Although not a traditional, common form of resistance, The Soul Box Project uses grief rather than advocacy to call out America for its poor response and treatment of those who have been affected by gun violence as well as the laws and regulations that must be adjusted in order to go to school, a place of learning, a place of worship, the grocery store, or simply be in your home without fear. Rather than push a political agenda, the soul box project appeals to the emotions of the viewers, allowing the exhibit to speak for itself. They appeal to the viewers’ emotions and emphasize the statement that “this could be you” through other peoples’ loss, ultimately allowing a healing process and a form of activism to occur in unison.

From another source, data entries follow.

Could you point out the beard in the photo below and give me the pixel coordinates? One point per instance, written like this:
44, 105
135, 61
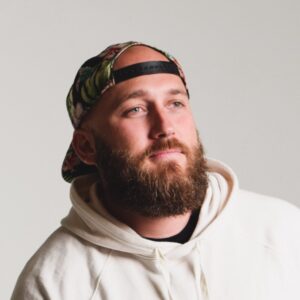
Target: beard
165, 189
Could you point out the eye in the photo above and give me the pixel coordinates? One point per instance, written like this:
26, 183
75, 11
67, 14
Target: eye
177, 104
134, 111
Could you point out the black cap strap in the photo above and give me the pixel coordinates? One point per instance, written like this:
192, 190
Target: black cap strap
145, 68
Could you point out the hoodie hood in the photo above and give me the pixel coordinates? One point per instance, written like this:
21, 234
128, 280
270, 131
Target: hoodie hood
89, 219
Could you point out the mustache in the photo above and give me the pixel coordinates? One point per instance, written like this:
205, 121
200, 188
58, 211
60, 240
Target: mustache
162, 145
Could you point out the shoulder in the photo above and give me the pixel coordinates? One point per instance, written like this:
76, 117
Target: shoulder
273, 222
63, 261
266, 208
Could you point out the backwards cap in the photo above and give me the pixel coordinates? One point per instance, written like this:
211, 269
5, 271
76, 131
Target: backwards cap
95, 77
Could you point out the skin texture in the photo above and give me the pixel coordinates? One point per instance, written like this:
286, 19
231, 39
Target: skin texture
133, 116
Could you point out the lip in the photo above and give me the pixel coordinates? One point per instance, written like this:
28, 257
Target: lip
165, 153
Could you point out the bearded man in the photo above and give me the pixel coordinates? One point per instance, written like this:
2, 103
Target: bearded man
152, 217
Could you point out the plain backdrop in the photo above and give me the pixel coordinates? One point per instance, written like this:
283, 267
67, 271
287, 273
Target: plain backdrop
241, 59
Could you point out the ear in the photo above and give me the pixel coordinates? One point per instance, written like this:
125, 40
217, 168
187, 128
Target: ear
84, 145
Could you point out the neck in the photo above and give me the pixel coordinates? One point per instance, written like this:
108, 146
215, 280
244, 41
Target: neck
150, 227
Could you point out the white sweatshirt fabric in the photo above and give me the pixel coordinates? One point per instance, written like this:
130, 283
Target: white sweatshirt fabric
245, 246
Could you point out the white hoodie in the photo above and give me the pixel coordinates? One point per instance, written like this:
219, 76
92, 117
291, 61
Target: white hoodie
245, 246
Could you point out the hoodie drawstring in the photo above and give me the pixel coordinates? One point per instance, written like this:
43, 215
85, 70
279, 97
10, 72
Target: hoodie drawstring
200, 276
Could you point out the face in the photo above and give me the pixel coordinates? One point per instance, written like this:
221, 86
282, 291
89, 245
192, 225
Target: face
147, 144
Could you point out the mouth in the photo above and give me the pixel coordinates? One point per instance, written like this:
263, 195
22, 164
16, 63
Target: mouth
165, 153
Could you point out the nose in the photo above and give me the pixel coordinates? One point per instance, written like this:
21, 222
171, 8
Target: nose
161, 125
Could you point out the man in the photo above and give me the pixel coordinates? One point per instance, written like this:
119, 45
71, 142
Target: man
152, 218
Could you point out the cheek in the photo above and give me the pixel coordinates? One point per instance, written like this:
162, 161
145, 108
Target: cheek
187, 130
127, 136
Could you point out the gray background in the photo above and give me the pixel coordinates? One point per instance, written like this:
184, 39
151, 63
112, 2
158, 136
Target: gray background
241, 59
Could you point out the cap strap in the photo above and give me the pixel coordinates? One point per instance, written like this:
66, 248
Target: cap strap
145, 68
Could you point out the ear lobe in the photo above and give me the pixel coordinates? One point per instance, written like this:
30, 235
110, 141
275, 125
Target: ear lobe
84, 145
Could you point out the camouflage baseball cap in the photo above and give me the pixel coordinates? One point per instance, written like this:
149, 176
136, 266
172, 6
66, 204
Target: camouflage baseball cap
95, 77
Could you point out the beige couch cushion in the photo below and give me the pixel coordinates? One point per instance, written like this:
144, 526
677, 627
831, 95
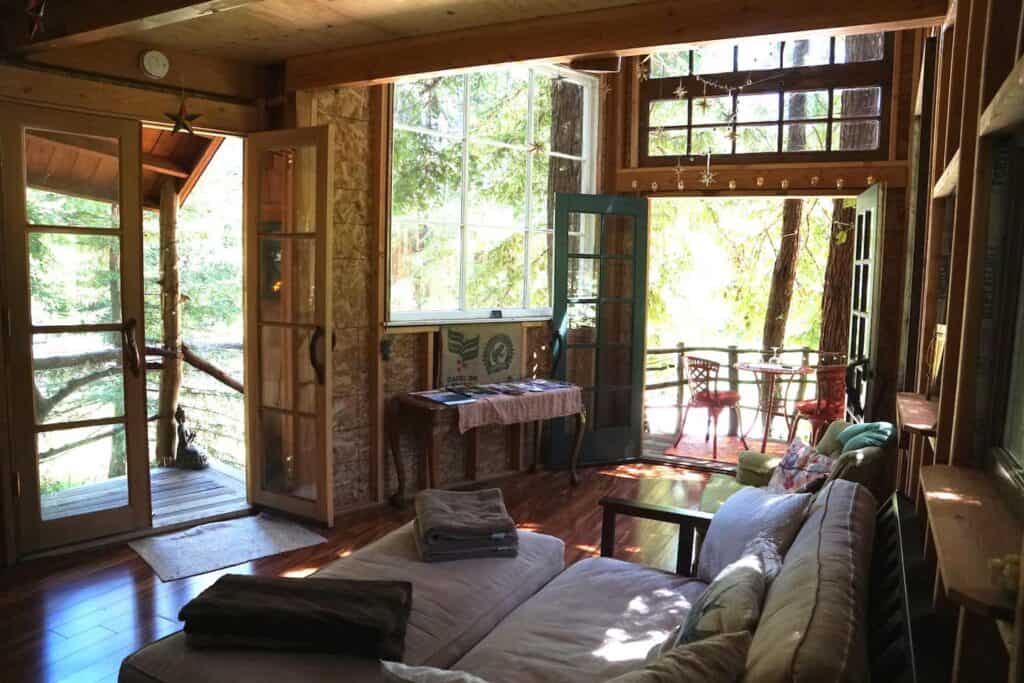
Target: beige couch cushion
596, 621
455, 604
812, 624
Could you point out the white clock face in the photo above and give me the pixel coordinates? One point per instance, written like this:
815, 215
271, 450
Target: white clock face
155, 63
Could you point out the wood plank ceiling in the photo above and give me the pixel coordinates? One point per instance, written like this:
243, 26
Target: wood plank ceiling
272, 30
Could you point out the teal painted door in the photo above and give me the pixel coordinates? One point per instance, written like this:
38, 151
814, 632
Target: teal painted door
599, 317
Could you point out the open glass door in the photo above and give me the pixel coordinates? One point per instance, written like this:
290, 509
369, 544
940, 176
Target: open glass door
863, 299
288, 321
599, 321
74, 270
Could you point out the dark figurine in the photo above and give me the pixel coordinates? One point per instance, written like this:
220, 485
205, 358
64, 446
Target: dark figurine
188, 456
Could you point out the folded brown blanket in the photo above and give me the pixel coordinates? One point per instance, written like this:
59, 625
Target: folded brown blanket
457, 515
359, 617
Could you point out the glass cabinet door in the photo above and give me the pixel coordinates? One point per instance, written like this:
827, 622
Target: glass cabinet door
288, 363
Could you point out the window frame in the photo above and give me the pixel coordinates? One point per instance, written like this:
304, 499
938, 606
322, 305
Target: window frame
588, 162
830, 77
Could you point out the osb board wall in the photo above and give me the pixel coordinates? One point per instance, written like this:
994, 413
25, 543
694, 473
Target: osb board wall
348, 111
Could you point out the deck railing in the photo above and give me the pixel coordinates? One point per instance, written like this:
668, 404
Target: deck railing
664, 360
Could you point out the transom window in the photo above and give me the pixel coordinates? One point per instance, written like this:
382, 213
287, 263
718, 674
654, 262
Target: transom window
476, 159
767, 100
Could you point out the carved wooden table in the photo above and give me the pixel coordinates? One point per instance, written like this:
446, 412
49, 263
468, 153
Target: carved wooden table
431, 422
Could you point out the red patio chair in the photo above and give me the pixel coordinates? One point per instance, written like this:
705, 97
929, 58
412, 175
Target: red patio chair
701, 375
827, 407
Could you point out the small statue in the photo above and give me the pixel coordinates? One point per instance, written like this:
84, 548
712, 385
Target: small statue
188, 456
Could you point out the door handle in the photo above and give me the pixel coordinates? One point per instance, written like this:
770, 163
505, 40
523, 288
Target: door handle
317, 367
131, 346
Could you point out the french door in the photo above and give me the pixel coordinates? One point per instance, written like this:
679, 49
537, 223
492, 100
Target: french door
599, 321
863, 299
74, 285
289, 322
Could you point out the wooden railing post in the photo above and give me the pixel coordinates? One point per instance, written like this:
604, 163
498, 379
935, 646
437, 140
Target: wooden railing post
681, 376
733, 385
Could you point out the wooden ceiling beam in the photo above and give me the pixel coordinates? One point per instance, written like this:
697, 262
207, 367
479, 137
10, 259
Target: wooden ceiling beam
616, 31
82, 22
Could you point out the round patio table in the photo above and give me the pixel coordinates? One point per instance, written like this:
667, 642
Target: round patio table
769, 374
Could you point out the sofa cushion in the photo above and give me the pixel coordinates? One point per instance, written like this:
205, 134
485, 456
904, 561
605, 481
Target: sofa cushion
716, 659
596, 621
812, 624
455, 604
750, 513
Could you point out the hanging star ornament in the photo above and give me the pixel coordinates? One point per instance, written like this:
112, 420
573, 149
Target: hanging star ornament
36, 9
182, 120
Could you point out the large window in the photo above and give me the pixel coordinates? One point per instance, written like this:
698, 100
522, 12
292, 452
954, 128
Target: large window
818, 97
476, 159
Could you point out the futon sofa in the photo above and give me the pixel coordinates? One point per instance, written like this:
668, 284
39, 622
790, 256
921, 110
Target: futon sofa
530, 620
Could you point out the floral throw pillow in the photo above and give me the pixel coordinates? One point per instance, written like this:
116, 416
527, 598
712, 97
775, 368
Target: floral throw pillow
801, 465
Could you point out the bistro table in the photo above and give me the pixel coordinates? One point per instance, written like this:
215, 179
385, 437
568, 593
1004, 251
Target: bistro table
769, 375
431, 422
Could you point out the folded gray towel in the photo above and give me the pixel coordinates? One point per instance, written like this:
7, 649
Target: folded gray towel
457, 515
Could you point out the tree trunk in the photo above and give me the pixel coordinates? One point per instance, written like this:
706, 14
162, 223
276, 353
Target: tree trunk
783, 274
838, 285
170, 376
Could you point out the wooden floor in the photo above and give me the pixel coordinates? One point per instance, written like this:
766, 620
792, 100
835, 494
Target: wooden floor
75, 617
178, 496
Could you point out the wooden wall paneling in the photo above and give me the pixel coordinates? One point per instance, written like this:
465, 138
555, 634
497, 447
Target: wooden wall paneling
380, 168
42, 86
971, 18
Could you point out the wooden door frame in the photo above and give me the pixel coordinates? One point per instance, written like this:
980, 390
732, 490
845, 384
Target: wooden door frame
31, 532
322, 137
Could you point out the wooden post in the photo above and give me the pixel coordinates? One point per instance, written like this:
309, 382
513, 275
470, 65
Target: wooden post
170, 290
733, 385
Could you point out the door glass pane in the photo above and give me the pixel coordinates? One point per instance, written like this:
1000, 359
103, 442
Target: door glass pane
290, 462
581, 366
82, 470
616, 279
617, 236
585, 233
75, 279
78, 376
583, 278
287, 280
287, 199
72, 180
289, 379
582, 323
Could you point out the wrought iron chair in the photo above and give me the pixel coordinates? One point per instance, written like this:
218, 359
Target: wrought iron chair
701, 376
827, 407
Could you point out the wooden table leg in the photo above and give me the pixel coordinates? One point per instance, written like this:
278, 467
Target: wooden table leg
577, 446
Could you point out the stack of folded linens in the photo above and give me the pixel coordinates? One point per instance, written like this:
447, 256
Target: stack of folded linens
457, 525
365, 619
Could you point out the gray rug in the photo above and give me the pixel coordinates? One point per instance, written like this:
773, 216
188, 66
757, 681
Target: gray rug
219, 545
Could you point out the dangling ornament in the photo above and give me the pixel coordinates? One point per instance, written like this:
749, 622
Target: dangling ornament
182, 120
36, 9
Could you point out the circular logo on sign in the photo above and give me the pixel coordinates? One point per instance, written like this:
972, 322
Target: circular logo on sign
498, 353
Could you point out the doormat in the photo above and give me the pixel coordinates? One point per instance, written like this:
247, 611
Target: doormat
220, 545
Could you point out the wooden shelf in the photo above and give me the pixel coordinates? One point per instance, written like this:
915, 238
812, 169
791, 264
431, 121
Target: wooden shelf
970, 524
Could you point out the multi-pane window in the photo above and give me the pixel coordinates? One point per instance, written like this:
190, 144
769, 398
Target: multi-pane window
476, 159
814, 96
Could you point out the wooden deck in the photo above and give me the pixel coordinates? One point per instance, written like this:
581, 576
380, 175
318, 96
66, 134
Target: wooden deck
178, 496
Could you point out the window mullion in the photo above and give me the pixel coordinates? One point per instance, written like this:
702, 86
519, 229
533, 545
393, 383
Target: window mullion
463, 229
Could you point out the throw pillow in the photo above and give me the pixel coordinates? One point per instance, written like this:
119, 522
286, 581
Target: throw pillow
399, 673
829, 443
800, 465
749, 514
717, 659
731, 602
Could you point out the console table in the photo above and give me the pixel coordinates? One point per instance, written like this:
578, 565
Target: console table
431, 422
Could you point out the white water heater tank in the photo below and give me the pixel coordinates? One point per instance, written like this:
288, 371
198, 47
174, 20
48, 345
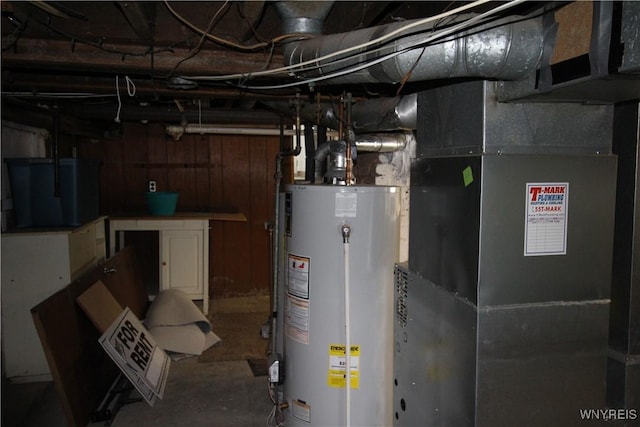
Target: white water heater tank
314, 309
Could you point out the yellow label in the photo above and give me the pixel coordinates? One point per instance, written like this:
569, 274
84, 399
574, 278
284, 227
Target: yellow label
336, 376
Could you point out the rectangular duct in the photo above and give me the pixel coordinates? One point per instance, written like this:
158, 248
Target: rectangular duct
624, 341
510, 256
457, 364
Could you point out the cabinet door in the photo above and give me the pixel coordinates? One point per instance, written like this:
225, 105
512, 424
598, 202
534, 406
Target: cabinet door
181, 261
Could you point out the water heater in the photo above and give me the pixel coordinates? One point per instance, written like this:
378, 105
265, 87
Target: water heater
320, 318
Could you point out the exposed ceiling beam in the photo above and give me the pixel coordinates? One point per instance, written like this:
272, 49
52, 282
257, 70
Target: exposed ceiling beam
141, 17
132, 59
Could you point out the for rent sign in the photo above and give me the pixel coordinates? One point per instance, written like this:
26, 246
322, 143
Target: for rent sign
133, 349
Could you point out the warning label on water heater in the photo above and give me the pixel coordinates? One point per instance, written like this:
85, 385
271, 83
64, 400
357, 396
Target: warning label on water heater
298, 276
337, 374
296, 319
546, 220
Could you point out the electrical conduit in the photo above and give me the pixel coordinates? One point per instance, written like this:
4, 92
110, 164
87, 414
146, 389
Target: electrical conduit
346, 233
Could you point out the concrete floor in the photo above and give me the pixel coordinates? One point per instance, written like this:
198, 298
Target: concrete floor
216, 394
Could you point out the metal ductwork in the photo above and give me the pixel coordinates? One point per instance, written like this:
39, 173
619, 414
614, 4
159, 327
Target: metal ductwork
305, 17
371, 115
330, 157
506, 49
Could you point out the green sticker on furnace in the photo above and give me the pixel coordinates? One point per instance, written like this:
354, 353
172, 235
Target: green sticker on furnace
467, 176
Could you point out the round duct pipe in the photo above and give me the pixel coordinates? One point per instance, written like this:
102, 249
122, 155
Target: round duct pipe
506, 49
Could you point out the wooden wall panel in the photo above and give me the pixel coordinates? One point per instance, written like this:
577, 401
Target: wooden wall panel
212, 173
134, 157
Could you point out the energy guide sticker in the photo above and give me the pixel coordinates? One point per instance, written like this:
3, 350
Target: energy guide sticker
546, 218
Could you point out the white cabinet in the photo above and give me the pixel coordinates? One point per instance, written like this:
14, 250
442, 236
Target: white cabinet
182, 261
184, 250
36, 263
184, 247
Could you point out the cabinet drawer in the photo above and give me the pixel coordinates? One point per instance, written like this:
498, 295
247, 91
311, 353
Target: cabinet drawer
82, 249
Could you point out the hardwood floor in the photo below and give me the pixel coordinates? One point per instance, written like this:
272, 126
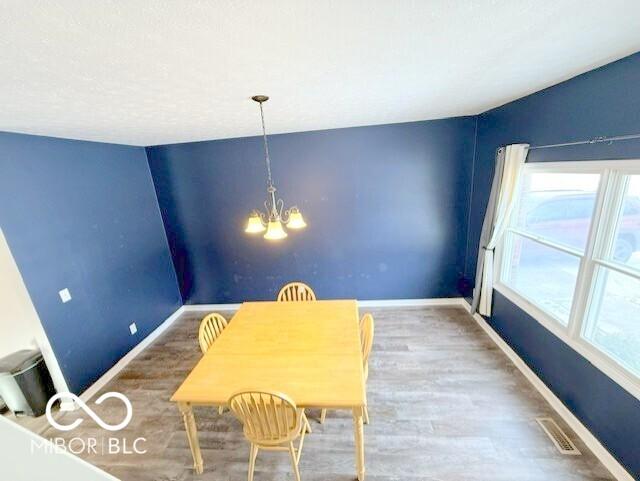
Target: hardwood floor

About the Author | My name is Rachel Cherry. I grew up in Baltimore, Maryland, and I am a Journalism major in the College of Communication and a Computer Science minor in the College of Arts and Sciences. I became more of an advocate for gun control after one of my friends with whom I spent several summers was one of the seventeen victims of the Parkland shooting. It took me several months to come to terms with the loss, and there is a great chance I never fully will because you never think it will be someone you know until it is. Attending March for Our Lives and other organized events with a numb mind will be something I never forget. Living so close to D.C., I wish I could have turned my grief into beauty at the National Mall because it is beneficial to find hope in the little things, and, in this case, there are a lot of people’s little things that make you feel slightly less lonely.